In total, there are 16 major areas of oversight reform that the law put into place that will go away.
“Following the financial crisis, Congress enacted the Dodd-Frank Act, a sprawling and complex piece of legislation that has unleashed hundreds of new rules and several new bureaucratic agencies,” reads the statement. “The proponents of Dodd-Frank promised that it would lift our economy. Yet now, six years later, the American people remain stuck in the slowest, weakest, most tepid recovery since the Great Depression.”
It’s no secret that Republicans have been wanting to undo the massive legislation since the very moment it was implemented. They will now get their chance.
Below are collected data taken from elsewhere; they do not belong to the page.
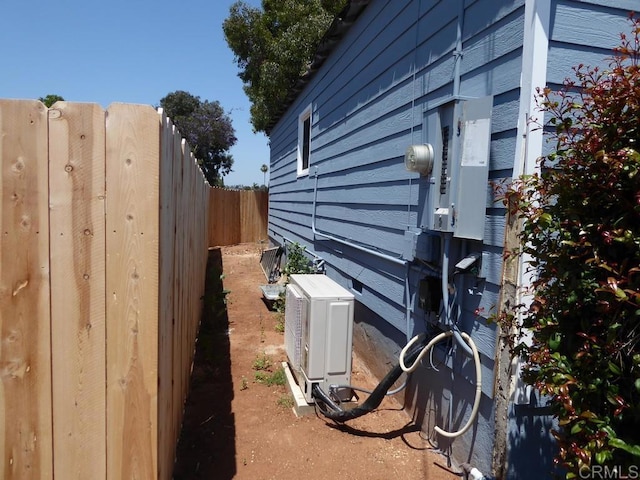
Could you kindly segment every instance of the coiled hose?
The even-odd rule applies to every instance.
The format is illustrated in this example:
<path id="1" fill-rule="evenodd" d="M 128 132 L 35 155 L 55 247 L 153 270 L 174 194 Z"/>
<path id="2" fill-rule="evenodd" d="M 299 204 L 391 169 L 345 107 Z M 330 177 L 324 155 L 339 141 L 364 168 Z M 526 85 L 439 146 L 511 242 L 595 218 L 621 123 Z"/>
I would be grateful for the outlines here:
<path id="1" fill-rule="evenodd" d="M 404 360 L 409 363 L 415 362 L 427 343 L 428 339 L 423 338 L 422 341 L 419 342 L 413 349 L 405 353 Z M 402 373 L 403 370 L 399 364 L 393 367 L 389 371 L 389 373 L 387 373 L 385 377 L 380 381 L 371 395 L 369 395 L 369 397 L 362 403 L 362 405 L 349 410 L 342 410 L 317 384 L 313 386 L 311 392 L 313 397 L 316 399 L 320 412 L 322 412 L 325 417 L 338 423 L 344 423 L 349 420 L 353 420 L 354 418 L 366 415 L 367 413 L 378 408 L 380 406 L 380 403 L 382 403 L 382 400 L 385 397 L 387 391 L 398 380 L 398 378 L 400 378 L 400 375 L 402 375 Z"/>

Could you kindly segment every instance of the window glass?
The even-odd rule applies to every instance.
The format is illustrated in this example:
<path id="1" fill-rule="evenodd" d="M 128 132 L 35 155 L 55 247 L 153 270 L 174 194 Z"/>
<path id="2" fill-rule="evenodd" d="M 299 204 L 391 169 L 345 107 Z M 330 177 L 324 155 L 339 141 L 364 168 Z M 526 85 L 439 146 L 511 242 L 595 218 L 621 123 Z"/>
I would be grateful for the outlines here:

The law took years to write and while it will be almost impossible for them to get rid of it entirely in their first 100 days, there are some things they can do to reverse some of its major provisions from the very get go, padding banks profits almost as soon as the new year begins.
Once Republicans get rid of the “Volcker-rule,” banks will once again be able to make speculative investments that led to the industry’s downfall almost a decade ago.
Another major target – the Consumer Financial Protection Bureau, will almost assuredly go away.
They made news just a few months ago in September when they fined Wells Fargo more than $100 million for the widespread illegal practice of secretly opening unauthorized accounts without the permission of account holders. This protection will no longer exist under a Trump administration.
Elizabeth Warren, known for her tough stance on the big banks, vowed to fight Trump and Republicans on this if they attempted to follow through with it.
“If Trump and the Republican Party try to turn loose the big banks and financial institutions so they can once again gamble with our economy and bring it all crashing down, then we will fight them every step of the way,” she said.
Given that Trump just recently added this to his site, it must mean that he is making this a priority in his administration. He has already stated publicly that repealing Obamacare would be one of the first things he does, so it remains to be seen where this will rank on his to-do list.